Three Changes Review Off-BroadwayTHREE CHANGES
Reviewed by Jenny Sandman
Published 2008-09-15

Warning: spoiler alert!

Nicky Silver’s new play at Playwrights Horizons, Three Changes, is kind of a backward Madame Bovary. Nate (Dylan McDermott) and Laurel (Maura Tierney) are an average upper-middle-class Upper West Side couple, until Nate’s brother Hal (Scott Cohen) comes for an unannounced and extended stay. Hal’s visit, at first an innocuous chance to reconnect, then an annoyance, swiftly turns ominous as he shakes apart their world and then their marriage.

And here’s where the connection to Madame Bovary comes in—although Nate, rather than Laurel, becomes the center of the play’s pathos and loss. Laurel seems a more obvious choice. A timid woman, who fears even dreaming larger than a home and family, she ostensibly has the most to lose with any radical change. But she manages to adapt and even thrive with the new arrangements. Once Nate’s lifeless marriage and routine existence is pulled out from under him, he is unable to find his way.

The play moves a little slowly and director Wilson Malam is a little too enamored of the blocking triangle. The first act is concerned almost solely with setting up the story, and the play doesn’t really take off until the second act. But when it does, the dominoes fall swiftly. The two peripheral characters, Steffi (Aya Cash) and Gordon (Brian J. Smith) are shrill and childish to the point of infuriation, but that’s the point—I wanted to strangle Gordon every time he opened his mouth, and that’s exactly the way it should be. The dark humor in Three Changes is nearly overwhelmed by its sorrow; the production would be better served with a lighter tone, but the creepy last scene (almost) makes up for that.

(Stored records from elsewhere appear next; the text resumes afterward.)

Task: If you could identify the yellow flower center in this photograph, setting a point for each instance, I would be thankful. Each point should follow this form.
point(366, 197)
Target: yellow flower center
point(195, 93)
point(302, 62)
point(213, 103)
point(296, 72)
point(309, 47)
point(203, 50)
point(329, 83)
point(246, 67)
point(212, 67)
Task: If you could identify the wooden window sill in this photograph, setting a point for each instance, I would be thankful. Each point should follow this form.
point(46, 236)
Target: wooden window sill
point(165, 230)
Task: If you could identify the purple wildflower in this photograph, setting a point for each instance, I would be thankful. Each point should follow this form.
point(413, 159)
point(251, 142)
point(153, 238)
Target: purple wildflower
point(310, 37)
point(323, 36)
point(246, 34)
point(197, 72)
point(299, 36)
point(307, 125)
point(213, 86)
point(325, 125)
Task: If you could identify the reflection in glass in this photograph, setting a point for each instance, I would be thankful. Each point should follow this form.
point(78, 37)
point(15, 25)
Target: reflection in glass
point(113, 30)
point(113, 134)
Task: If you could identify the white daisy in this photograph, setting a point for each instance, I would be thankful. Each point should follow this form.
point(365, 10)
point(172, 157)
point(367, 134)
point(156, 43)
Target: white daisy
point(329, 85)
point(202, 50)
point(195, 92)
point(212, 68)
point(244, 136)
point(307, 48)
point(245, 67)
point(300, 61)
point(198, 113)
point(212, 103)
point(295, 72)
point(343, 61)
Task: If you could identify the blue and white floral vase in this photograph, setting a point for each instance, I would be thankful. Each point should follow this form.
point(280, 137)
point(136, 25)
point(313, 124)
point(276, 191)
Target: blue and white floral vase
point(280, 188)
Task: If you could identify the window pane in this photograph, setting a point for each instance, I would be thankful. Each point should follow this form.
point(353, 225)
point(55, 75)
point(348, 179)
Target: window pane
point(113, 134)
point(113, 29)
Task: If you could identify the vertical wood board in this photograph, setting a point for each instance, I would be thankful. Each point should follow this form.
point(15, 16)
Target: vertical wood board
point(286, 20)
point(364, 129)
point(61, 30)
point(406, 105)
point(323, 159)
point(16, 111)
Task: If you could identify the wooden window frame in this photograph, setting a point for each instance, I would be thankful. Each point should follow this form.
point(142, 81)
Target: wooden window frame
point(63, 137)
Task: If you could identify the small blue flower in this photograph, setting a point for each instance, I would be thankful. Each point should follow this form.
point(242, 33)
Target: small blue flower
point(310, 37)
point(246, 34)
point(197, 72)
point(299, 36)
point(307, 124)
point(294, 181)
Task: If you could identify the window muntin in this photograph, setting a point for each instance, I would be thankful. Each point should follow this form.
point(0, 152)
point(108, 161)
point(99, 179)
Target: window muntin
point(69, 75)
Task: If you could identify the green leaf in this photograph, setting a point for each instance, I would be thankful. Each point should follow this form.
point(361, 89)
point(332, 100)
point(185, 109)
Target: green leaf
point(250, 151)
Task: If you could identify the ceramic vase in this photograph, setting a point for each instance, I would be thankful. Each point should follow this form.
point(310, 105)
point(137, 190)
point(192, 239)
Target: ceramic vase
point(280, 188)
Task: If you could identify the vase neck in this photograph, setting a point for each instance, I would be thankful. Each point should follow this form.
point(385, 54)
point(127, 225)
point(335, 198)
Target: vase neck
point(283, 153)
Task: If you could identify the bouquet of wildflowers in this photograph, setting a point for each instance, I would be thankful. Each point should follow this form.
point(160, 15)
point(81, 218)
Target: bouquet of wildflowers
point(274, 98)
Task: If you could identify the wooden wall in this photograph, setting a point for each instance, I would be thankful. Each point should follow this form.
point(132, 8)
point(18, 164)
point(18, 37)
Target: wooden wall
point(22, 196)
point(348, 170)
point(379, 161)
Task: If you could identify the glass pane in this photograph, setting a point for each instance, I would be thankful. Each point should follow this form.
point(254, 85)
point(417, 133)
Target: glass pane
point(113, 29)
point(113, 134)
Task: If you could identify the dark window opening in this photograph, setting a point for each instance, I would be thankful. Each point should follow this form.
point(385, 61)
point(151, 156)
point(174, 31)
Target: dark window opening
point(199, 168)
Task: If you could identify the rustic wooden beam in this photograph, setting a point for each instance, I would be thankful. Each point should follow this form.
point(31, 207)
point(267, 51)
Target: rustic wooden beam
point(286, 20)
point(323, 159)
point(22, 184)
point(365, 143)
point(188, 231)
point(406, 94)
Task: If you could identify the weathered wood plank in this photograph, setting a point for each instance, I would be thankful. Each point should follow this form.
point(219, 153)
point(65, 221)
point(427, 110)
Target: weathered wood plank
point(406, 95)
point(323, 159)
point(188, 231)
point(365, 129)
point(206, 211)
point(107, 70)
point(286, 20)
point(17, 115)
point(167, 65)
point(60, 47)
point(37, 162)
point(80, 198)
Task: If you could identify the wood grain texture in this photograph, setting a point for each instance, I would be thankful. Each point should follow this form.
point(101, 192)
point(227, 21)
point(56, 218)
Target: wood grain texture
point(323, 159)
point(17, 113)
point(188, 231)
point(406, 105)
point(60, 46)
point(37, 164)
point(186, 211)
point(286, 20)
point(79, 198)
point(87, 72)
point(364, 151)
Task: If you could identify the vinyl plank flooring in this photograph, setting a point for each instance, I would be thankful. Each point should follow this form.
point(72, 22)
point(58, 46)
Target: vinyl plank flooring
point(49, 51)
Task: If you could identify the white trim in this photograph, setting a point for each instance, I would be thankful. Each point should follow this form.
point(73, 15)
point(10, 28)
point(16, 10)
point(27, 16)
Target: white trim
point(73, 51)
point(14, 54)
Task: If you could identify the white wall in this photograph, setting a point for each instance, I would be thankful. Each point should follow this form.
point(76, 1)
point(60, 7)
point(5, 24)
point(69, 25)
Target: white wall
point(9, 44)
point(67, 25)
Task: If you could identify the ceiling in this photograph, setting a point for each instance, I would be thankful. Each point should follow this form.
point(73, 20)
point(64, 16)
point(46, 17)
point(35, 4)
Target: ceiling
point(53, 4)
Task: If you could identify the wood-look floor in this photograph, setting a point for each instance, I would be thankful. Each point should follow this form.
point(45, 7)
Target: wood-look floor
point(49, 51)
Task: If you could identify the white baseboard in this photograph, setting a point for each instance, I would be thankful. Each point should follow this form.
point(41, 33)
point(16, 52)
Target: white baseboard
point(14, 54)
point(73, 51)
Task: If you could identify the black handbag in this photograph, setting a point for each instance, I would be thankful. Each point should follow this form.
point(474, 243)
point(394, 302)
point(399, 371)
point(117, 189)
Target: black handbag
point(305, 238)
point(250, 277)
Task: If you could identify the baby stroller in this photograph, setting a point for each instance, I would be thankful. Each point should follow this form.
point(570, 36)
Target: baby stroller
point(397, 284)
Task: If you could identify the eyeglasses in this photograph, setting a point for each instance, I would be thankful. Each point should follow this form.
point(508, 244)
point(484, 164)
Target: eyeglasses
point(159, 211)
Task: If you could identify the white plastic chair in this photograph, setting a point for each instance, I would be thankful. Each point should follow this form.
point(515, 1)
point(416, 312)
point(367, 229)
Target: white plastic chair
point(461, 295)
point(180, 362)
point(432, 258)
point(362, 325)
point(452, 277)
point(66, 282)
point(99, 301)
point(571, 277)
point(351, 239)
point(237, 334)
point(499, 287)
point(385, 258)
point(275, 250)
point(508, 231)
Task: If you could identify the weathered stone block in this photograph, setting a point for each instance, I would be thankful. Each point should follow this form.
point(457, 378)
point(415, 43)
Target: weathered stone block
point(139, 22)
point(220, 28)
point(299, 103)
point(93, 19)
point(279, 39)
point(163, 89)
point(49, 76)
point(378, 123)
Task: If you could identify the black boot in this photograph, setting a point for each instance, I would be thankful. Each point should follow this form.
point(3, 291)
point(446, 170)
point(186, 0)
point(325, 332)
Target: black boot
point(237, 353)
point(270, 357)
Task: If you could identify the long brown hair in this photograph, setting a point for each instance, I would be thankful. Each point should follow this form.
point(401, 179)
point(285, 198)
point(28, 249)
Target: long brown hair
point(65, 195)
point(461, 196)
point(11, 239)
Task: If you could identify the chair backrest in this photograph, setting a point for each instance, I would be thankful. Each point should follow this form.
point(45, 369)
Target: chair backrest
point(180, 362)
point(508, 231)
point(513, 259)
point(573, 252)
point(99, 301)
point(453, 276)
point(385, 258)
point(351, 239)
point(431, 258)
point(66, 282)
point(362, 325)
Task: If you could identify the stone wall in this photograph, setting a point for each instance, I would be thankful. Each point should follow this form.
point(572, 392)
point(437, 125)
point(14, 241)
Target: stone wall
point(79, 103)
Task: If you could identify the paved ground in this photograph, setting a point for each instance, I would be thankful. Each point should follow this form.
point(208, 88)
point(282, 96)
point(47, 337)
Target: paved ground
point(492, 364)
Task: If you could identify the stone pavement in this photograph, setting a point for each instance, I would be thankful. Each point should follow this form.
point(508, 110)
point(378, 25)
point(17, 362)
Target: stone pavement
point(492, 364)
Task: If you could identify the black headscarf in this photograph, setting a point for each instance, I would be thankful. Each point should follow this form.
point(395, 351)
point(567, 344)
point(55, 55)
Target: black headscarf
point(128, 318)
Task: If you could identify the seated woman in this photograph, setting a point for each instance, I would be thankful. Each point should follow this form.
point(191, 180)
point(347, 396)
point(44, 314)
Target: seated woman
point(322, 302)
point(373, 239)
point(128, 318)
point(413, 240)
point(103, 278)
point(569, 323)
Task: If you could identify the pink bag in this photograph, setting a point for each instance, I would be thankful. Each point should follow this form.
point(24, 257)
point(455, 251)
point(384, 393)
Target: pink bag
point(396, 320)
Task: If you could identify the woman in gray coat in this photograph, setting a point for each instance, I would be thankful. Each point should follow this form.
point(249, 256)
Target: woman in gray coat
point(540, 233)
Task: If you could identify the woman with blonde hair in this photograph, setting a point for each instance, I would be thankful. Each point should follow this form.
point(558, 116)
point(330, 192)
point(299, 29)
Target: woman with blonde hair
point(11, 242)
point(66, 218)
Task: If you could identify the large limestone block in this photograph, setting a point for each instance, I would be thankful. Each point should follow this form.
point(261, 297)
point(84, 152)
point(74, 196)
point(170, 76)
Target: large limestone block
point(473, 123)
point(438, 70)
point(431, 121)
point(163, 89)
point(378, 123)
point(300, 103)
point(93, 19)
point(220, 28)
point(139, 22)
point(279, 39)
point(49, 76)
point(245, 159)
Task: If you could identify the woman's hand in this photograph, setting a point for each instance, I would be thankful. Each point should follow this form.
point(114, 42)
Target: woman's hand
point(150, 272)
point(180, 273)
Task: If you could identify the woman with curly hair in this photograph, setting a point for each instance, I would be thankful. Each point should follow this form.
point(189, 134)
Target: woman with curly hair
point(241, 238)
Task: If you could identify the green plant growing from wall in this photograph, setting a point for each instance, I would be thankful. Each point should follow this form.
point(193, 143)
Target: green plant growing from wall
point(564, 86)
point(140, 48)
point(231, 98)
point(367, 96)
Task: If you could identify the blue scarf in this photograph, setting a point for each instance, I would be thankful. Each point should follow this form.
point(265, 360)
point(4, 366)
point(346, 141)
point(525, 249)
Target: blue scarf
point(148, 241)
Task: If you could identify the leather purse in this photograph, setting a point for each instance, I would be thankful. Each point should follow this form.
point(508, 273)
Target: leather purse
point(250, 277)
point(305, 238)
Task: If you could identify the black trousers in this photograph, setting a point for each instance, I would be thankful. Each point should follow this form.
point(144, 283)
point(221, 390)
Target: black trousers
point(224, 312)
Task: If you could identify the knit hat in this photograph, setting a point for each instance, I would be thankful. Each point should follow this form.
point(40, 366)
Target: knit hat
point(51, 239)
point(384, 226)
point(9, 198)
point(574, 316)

The payoff is slow in coming—Three Changes is best enjoyed after the fact, upon reflection, after the last scene and all the twists and turns have had a chance to sink in. While the first part of the play moves too gently for my taste, and the overall pace is entirely too leisurely, the acting is great and the last scene is well worth the wait. Nicky Silver is another playwright to watch.